Blockstream provides funding for the development of Bitcoin Core, the predominant bitcoin network client software. It also employs a large number of prominent Bitcoin Core developers.
The company has raised $76M to date from investors, including venture capital firms Horizons Ventures and Mosaic Ventures. - Wikipedia, 05/26/19
Blockstream’s business model is in some ways similar to the software as a service model of companies like RedHat. Blockstream develops the open source software (Bitcoin Core in this case) alongside services which rely on that software and which generate revenue for the company. Where Blockstream is different is that the services it provides rely on the Bitcoin network, not directly on the software but on the common pool resource that software is used to create. If Blockstream needs Bitcoin to do something new or differently to improve its service, it does not have the same unilateral power to push that change that a company like RedHat has. What Blockstream does have are some seats at the table in discussions about how the Bitcoin Core software should be further developed, in the form of the contributors it employs.

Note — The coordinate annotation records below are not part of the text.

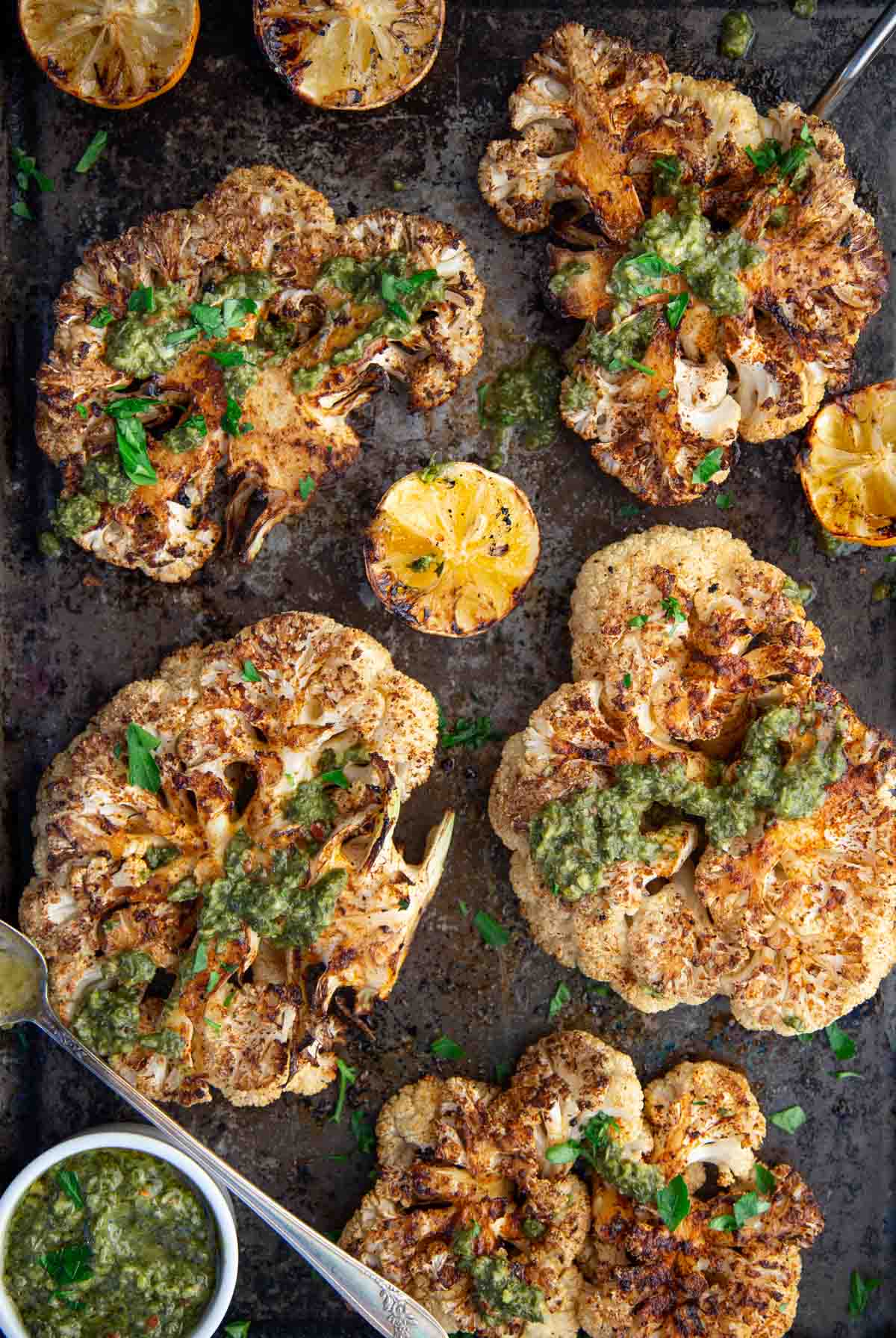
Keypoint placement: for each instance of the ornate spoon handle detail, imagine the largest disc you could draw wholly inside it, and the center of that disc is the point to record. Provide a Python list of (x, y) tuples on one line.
[(382, 1304)]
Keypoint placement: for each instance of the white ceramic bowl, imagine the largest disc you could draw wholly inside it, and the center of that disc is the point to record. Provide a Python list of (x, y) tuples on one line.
[(137, 1138)]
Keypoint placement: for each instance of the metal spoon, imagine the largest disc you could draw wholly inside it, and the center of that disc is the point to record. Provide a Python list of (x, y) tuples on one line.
[(839, 87), (23, 998)]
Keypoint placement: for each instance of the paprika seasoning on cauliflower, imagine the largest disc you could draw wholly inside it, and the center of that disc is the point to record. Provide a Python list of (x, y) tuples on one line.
[(539, 1211), (700, 814), (236, 813)]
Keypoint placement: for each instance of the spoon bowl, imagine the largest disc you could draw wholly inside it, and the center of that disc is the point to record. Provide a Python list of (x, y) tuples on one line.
[(391, 1312)]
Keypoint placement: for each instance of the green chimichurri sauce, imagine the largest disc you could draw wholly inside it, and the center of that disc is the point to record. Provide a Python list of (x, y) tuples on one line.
[(111, 1243), (574, 839), (500, 1294), (379, 294), (524, 395), (737, 34), (679, 243)]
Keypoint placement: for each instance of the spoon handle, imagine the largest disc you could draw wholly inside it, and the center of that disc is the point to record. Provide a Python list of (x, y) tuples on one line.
[(382, 1304), (865, 52)]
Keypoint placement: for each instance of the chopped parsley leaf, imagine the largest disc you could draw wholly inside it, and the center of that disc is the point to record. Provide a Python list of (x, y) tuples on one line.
[(93, 152), (709, 466), (444, 1048), (491, 933), (348, 1076), (561, 997), (142, 767)]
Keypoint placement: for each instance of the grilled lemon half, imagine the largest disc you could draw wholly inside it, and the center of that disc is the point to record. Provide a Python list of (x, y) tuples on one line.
[(352, 55), (114, 54), (451, 549), (848, 468)]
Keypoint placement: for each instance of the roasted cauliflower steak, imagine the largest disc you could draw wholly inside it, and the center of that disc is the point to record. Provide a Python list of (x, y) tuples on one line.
[(532, 1211), (231, 822), (650, 176), (700, 813), (234, 339)]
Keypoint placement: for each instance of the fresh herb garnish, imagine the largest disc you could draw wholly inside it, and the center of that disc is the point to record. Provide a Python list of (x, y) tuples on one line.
[(67, 1266), (467, 734), (444, 1048), (142, 300), (673, 610), (142, 767), (765, 1182), (744, 1210), (709, 466), (363, 1131), (93, 152), (860, 1290), (491, 933), (27, 172), (840, 1041), (346, 1079), (673, 1202), (676, 308), (230, 421), (70, 1184), (559, 1000), (431, 471), (791, 1119)]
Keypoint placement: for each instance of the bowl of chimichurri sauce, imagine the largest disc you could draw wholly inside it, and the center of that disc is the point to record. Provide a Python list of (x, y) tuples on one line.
[(115, 1234)]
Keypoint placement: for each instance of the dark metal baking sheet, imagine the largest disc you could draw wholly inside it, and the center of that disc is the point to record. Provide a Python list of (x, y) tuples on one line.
[(75, 632)]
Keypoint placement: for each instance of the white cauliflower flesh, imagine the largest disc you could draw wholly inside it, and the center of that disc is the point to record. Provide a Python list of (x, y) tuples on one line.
[(480, 1210), (672, 177), (240, 333), (236, 813), (700, 814), (449, 1222)]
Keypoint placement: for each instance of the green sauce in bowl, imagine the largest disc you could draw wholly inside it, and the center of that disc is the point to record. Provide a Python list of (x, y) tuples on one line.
[(111, 1243)]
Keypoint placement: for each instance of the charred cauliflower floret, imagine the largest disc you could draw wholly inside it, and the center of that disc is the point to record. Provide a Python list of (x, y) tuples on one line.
[(480, 1211), (684, 629), (700, 814), (240, 335), (812, 899), (236, 813), (448, 1222), (644, 1280), (720, 261), (703, 1114)]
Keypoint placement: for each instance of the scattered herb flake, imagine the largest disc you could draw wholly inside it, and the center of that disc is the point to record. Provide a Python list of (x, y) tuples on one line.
[(363, 1131), (860, 1290), (444, 1048), (93, 152), (709, 466), (673, 1204), (493, 933), (348, 1077), (561, 997), (142, 767), (70, 1184), (840, 1041), (791, 1119)]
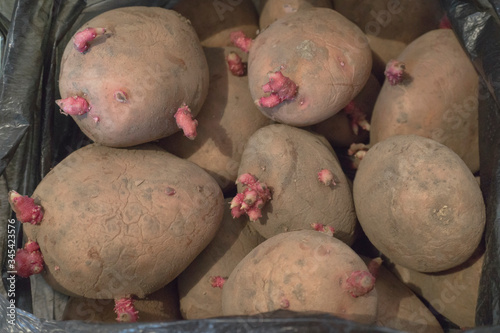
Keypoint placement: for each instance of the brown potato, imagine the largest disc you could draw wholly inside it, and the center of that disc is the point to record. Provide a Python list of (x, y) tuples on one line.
[(398, 307), (162, 305), (273, 10), (324, 54), (452, 293), (234, 240), (418, 203), (214, 20), (126, 75), (226, 121), (288, 160), (121, 222), (437, 100), (299, 271)]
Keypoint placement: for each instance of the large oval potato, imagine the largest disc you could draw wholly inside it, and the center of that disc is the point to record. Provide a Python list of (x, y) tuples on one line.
[(227, 119), (111, 214), (323, 53), (288, 160), (136, 75), (301, 270), (418, 203), (437, 100)]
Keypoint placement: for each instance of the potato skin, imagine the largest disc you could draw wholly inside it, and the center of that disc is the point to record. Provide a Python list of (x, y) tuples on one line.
[(326, 55), (234, 240), (273, 10), (144, 58), (453, 293), (398, 307), (162, 305), (287, 160), (439, 101), (418, 203), (111, 215), (299, 271), (215, 20), (226, 121)]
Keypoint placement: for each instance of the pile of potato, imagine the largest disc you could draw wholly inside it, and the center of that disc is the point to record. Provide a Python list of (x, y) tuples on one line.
[(253, 156)]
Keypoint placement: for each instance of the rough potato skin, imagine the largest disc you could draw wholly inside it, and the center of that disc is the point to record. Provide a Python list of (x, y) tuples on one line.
[(287, 160), (234, 240), (162, 305), (439, 100), (226, 121), (215, 20), (273, 10), (418, 203), (452, 293), (325, 54), (123, 221), (143, 58), (298, 271), (398, 307)]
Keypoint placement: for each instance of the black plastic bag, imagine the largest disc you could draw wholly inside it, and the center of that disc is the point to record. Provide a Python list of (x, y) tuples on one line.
[(34, 137)]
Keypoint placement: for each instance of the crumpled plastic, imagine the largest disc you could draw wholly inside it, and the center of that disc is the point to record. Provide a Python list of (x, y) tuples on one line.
[(34, 137)]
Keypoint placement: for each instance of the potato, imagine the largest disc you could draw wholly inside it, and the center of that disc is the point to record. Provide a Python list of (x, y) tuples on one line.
[(199, 299), (226, 121), (351, 125), (398, 307), (319, 51), (288, 160), (162, 305), (301, 271), (215, 20), (126, 87), (123, 222), (272, 10), (452, 293), (438, 100), (418, 203), (392, 19)]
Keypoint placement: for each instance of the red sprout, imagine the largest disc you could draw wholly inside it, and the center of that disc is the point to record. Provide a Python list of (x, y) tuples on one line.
[(185, 121), (240, 40), (252, 199), (217, 281), (395, 71), (360, 283), (357, 117), (75, 105), (125, 310), (25, 208), (83, 38), (236, 66), (28, 260), (325, 176), (280, 87)]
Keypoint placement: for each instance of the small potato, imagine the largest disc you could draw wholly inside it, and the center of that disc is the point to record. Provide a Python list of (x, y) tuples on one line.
[(418, 203), (301, 271), (200, 294), (162, 305), (121, 222), (452, 293), (398, 307), (126, 86), (288, 161), (215, 20), (226, 121), (273, 10), (326, 57), (437, 97)]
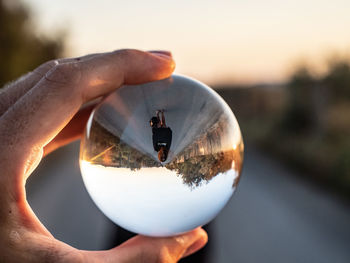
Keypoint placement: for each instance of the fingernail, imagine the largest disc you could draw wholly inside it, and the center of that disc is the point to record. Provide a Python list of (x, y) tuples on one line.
[(195, 246), (161, 53)]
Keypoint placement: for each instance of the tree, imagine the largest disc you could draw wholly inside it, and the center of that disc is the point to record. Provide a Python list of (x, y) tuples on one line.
[(21, 47)]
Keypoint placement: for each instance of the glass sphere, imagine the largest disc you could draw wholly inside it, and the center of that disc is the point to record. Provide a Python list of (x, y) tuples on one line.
[(162, 158)]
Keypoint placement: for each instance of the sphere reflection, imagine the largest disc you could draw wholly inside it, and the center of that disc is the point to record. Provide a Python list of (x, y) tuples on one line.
[(162, 158)]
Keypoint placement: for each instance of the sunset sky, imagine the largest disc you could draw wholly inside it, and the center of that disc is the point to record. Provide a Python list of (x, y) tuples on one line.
[(218, 41)]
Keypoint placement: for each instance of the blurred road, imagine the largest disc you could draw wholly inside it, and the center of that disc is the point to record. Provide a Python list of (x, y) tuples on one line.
[(275, 216)]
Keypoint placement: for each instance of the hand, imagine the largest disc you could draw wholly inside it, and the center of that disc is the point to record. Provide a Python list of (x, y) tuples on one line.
[(39, 113)]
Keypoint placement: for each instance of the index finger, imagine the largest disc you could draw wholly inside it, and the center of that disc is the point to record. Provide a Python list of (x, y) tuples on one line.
[(45, 109)]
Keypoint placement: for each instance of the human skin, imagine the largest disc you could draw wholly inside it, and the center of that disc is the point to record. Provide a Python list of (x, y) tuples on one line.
[(46, 109)]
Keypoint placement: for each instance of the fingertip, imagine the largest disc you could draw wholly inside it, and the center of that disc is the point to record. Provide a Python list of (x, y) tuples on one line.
[(164, 52), (201, 241)]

Bitcoin Core in turn has the benefit of community trust and inertia built up over a number of years, making it quite entrenched with the vast majority of Bitcoin full nodes running this software implementation.
It is worth noting that Blockstream’s efforts to enhance Bitcoin go beyond the Core software and its own revenue-generating products to encompass things like an array of satellites continually broadcasting the entire Bitcoin blockchain. These allow a user anywhere in the world to obtain the data and verify the current state of the chain without even an internet connection (although a connection is still required to broadcast transactions). Investments such as this demonstrate that it is the common pool resource or network that matters, and that the task of improving its utility does not stop at the boundaries of software but can spill over to include the many other aspects which give that resource value.
More recently still (Aug 2019), Blockstream revealed that it had been growing its own PoW mining operation since the issue with PoW miners over SegWit in 2017 (see here). This is quite an interesting development, as it entails a major entity in the developer constituency also becoming a significant player in the mining constituency.
It is this spill-over and the degree to which the software is enmeshed in a resource with other important attributes that makes CBPP a useful lens to apply. I will argue below that the path to realizing this technology’s potential lies in bringing more of the aspects that give the resource its strength and value “onto the commons”.